Birkey’s has a budget system that each store — and each parts and service department within those stores — is accountable to. In setting the budget, consideration is given to past sales and growth potential is evaluated. All factors are key to determining the final numbers.
The stores are involved in setting the budgets, and incentive payments are driven off of them, Fayhee says.
In the parts departments, incentives for parts managers are tied to counter parts sales, total parts sales and achievement of budgets. Parts employees have similar incentives.
On the service side, the service manager has an incentive tied to total customer labor sales, which includes what Birkey’s calls “CMI labor” for inspection and maintenance programs.
The incentive program initially paid employees for 100% achievement of budget, but that was changed to reward employees for reaching 90%, 100% or 110% of budget.
The new system accounts for unavoidable circumstances that might have prevented employees from reaching a certain level, and it keeps employees pointed toward improving their performance each year. “That system has been much more effective,” Fayhee says.
Birkey’s also tracks service techs’ recovery rates on a monthly basis, and the company revamped its incentive program to reward high performers.
Rather than paying out $1-per-hour extra for each hour a tech bills, the company pays $2 an hour for reaching or exceeding 85% recovery, with the bonus increasing as the recovery rate goes up.
“So if you really want to get in and perform and hit it hard, you’re going to make way more than that individual that’s just doing enough to get by,” Fayhee says.
Birkey’s is hiring a full-time “parts and service sales manager” to help all of the stores improve incremental sales.
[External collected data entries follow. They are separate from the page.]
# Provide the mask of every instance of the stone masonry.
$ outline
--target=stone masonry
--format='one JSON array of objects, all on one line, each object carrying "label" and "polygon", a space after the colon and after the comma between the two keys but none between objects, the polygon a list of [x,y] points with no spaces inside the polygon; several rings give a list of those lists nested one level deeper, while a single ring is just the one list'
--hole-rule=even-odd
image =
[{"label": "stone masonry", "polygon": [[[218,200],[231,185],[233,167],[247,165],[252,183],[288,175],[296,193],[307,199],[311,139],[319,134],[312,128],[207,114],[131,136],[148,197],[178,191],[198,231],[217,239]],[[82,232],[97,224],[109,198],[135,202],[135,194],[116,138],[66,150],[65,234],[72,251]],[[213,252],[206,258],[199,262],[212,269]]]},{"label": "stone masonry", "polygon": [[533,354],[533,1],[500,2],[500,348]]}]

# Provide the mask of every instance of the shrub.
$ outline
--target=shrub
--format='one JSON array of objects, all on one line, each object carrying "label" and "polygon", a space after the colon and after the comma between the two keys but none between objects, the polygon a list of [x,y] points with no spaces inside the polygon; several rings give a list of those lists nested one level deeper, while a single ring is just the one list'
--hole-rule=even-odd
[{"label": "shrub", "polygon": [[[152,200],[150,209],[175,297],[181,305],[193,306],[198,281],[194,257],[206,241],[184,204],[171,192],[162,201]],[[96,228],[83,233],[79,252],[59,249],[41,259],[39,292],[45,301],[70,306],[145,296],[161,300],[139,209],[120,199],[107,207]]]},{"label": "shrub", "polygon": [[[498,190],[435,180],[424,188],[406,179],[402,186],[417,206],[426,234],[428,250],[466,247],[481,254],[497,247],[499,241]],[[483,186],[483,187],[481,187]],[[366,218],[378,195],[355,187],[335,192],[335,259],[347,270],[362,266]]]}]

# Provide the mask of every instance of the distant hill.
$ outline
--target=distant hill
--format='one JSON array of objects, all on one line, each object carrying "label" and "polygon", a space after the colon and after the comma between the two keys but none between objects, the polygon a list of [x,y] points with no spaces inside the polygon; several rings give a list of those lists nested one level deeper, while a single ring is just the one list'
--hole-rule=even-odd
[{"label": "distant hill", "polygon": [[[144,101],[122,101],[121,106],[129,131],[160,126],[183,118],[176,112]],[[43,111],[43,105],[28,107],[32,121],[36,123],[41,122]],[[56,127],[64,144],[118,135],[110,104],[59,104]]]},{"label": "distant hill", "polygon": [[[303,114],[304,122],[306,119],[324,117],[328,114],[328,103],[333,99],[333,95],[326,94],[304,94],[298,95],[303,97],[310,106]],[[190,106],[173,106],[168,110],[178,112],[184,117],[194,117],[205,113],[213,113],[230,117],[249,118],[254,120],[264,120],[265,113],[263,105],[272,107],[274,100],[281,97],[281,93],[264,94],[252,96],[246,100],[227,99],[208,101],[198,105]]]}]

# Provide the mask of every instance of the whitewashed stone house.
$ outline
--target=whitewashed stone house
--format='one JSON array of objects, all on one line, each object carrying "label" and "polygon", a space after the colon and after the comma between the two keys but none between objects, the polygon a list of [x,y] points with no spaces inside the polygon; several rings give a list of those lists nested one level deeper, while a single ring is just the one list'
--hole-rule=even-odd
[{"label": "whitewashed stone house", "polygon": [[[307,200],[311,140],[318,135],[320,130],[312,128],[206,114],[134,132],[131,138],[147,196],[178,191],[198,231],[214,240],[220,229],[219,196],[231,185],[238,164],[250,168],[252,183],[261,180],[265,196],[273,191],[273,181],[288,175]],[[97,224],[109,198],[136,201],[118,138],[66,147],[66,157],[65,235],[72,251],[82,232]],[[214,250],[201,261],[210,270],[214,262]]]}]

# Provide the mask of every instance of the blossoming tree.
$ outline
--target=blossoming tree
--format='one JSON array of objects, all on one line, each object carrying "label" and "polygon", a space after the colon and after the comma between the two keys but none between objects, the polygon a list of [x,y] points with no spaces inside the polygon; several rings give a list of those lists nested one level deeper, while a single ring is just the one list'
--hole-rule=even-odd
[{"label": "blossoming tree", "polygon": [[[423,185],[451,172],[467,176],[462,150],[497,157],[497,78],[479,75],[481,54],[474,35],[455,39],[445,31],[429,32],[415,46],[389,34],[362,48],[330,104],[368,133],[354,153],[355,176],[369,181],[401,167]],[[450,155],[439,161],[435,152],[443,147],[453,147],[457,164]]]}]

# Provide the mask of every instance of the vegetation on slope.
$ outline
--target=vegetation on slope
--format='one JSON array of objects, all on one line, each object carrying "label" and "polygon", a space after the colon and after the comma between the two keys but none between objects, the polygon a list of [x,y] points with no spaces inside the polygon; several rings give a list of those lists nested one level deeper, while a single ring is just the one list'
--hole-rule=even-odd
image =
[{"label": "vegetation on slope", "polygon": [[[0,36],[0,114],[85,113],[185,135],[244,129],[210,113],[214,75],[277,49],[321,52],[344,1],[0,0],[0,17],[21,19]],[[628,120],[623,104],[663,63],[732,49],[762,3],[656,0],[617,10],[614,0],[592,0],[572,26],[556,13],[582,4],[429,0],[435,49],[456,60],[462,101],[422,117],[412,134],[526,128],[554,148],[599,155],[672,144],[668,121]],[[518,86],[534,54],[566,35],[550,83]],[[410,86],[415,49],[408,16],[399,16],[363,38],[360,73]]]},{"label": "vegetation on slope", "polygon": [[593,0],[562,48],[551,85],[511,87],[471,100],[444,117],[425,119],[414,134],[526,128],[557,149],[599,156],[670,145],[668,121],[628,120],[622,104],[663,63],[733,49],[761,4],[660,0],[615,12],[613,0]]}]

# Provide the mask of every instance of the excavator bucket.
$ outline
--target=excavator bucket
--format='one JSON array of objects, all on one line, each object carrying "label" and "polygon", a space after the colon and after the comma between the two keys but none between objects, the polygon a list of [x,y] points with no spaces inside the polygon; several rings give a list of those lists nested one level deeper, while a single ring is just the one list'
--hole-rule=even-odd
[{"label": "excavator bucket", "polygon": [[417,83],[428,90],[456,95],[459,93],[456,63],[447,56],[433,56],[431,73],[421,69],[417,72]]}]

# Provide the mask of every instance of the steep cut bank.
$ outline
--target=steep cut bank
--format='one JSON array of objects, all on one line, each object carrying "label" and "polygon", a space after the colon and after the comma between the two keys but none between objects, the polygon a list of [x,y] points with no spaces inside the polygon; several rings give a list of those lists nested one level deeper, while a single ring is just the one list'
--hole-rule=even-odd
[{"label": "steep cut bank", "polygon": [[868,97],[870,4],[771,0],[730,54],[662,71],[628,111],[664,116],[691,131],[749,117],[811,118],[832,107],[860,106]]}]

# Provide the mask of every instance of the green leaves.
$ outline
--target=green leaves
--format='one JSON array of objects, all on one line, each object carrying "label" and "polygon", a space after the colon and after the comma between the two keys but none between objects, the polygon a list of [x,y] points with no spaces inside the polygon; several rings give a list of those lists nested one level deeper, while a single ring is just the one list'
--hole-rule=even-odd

According to Fayhee, the time has come for someone to focus on developing a marketing plan from “A to Z” for each store that will grow outside sales of parts and labor.
The Daily Grind
Fayhee says his job can bring a blend of different challenges, and no day is exactly the same. But on a typical day, Fayhee receives a series of reports from parts and service managers that he reviews with an eye toward sudden spikes in the cost of sales, margins or other important benchmarks.
Upon seeing anomalies, he’s in touch with the locations and addresses whatever is most pressing.
Because Birkey’s has committed to centralizing many of its functions, it’s Fayhee’s job to know if orders aren’t being received, or if parts are not getting on a shuttle and delaying a shop.
“Any hiccup can have a ripple effect. Not doing something in Store ‘A’ can impact 10 other locations. So it’s a constant balancing act out there,” he says. The key to managing all these moving parts is having a written set of procedures and standards and making sure employees adhere to them.
So what happens when a location is underperforming in parts and/or service? Fayhee sits down with the store manager and department manager to “dig into things and lay out a plan of how we’re going to fix it, then follow up to make sure it’s fixed,” he says.
Meeting Face to Face
Something that Fayhee encourages all parts and service departments at each location to do is hold monthly or even weekly “product support” meetings. These meetings include the store manager, parts and service managers and the office manager.
During these monthly meetings, the group reviews financial performance, absorption rate and the store’s profit levels. Shorter weekly meetings can be used to discuss day-to-day issues that need attention before they escalate.
Fayhee says these meetings have become a priority in the past 2-3 years, especially with ag division and construction equipment division managers in place at the corporate level.
The main goal of these meetings is to get at operational problems and interdepartmental friction before they have a serious impact.
“No matter how hard you try — and whether it’s a single store or multi-store operation — there’s always a little friction between the parts and service departments. Regular meetings can keep those issues to a minimum and resolve situations before they escalate,” Fayhee says.